Sommerzeit ist Segelzeit auf Rursee, wo rund 3500 Boote an den Stegen zwischen Schwammenauel und Fuchsloch festgemacht sind. Beim Aachener Bootsclub gehört neben den Regatten während der Saison der einmal jährlich stattfindende Segel-Lehrgang für Jugendliche zu den Höhepunkten in den Sommerferien.

„Die Kinder freuen sich schon das ganze Jahr darauf erzählt Mona Offermanns, die mit ihrem Team auch diesmal wieder versucht, in einer trainingsintensiven Woche rund 40 Kindern aus dem gesamten Rheinland die ersten Segelschritte in der Praxis zu vermitteln.

Selbstverständlich ist der Aufenthalt in der traumhaft schön gelegenen Anlage des 1952 gegründeten ABC auch stets ein abenteuerliches Ferienerlebnis insbesondere für solche Kinder, die das naturnahe Leben im Alltag nicht kennen.

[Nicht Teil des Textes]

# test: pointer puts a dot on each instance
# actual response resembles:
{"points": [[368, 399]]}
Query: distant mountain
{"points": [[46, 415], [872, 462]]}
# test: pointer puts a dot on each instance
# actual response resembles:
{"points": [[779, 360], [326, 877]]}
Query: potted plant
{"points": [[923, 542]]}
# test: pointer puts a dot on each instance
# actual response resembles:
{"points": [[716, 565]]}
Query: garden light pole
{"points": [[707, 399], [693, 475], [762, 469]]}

Der rund 300 Mitglieder zählende Club lädt Jahr für Jahr den Nachwuchs zwischen sechs und 16 Jahren an den Rursee ein, um sie mit den Anforderungen des Segelsports vertraut zu machen. Während in der Optimistengruppe das kleine Einmaleins des Segelns gelernt werden muss, müssen die etwas älteren Teilnehmer in der Piratengruppe (das sind die Zwei-Mann-Jollen) vor allem Teamgeist unter Beweis stellen.

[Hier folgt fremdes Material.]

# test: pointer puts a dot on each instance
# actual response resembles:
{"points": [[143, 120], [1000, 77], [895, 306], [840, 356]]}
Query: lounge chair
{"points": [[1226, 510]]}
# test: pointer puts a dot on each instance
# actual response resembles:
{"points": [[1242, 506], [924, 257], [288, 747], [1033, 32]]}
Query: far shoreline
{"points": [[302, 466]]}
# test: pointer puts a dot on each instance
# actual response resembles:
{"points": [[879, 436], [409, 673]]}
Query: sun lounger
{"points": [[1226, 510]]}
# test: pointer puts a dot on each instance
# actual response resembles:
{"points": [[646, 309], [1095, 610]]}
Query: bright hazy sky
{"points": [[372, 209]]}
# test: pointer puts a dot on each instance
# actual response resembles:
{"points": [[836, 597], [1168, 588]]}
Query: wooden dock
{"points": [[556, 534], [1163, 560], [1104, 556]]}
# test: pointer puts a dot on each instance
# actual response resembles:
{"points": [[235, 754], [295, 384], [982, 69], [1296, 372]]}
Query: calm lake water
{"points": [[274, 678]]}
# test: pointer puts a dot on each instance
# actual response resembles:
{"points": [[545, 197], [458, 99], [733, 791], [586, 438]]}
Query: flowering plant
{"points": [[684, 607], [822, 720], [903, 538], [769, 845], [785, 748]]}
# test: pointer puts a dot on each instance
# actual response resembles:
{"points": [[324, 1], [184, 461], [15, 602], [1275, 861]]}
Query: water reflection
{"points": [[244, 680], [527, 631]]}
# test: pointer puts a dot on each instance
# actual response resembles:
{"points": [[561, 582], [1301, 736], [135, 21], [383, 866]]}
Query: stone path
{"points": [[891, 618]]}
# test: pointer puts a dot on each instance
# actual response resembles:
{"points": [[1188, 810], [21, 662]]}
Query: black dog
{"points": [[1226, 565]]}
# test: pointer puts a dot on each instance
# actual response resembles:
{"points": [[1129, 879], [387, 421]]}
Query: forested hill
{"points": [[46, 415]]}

Endlich sind alle Boote hergerichtet, und die inzwischen vorherrschende Windstärke eins reicht aus, um ein wenig Fahrt in Richtung Woffelsbacher Bucht aufzunehmen. Während die Optimisten in ihren Nussschalen lernen wie man das Segel möglichst effektiv in den Wind setzt, besteht die Aufgabe für die Piraten darin, einen Dreieckskurs zu segeln.

Der Rursee steht in diesem Sommer extrem tief, so tief wie seit sieben Jahren nicht mehr. Das bedeutet weniger Wind und weniger Wasserfläche, aber die Folgen der diesjährigen Trockenheit sind im Grunde keine große Einschränkung für das Gelingen des Segel-Lehrgangs.

Mona Offermanns und ihr Ausbildungsteam begleiten die Piraten im Motorboot und versuchen die Teilnehmer in die hohe Kunst des Segelns einzuweisen. Manchmal greift sie zum Megafon und gibt entscheidende Hinweise, wie es zum Beispiel gelingt, beim Start in die ideale Position zu gelangen.

Woher kommt der Wind? Welche Linie muss man fahren? Diese Fragen erschließen sich für die Teilnehmer bei den täglichen Übungen. Der Wind ist selbstverständlich das Thema Nummer eins bei den Seglern. Was den Wind betrifft, lässt der Rursee mit seinen ständig wechselnden Böen und den gefürchteten Fallwinden keine Wünsche offen.

„Die Segler mögen das”, lacht Mona Offermanns, wohl wissend, dass der Rursee unter den deutschen Binnengewässer zu den anspruchsvollsten Revieren zählt: „Wer auf dem Rursee segeln kann, kann es überall”, weiß sie.

Auch das richtige Verhalten beim Kentern gehört zum Trainingsprogramm, ebenso auch der Klassiker unter den Segelmanövern, die Rollwende. Hierbei geht es darum, eine Wende so zu fahren, dass das Boot beim Richtungswechsel Fahrt behält und nicht in der Kurve abgebremst wird.

An diesem Vormittag bildet das Start-Training einen Schwerpunkt der Übungen. Mona Offermanns greift zum Megafon und stimmt die Teilnehmer auf das bevorstehenden Manöver ein: „Noch zwei Minuten bis zum Start”, schallt es über den Rursee.

Einige Boote schaffen es nicht, sich in die Ideal-Position zu bringen. Es bildet sich ein Knäuel, niemand hat mehr richtigen Wind. Dann geht es los. Jetzt hat auch noch die „Aachen” der Rursee-Schiffahrt vom Kermeterufer abgelegt, und die will auf der ohnehin in diesem Sommer kleinen Wasserfläche auch noch umkurvt werden. „Das war nichts”, ist sich die Jugendwartin mit den Teilnehmern einig.

Der zweite Versuch klappt dann fast vorschriftsmäßig, und die ersten Favoriten für die am Freitag den Lehrgang abschließenden kleine Regatta zeichnen sich bereits ab. Bis dahin müssen aber noch einige Meter auf dem Wasser und manche Stufen hinunter zum Ufer zurückgelegt werden.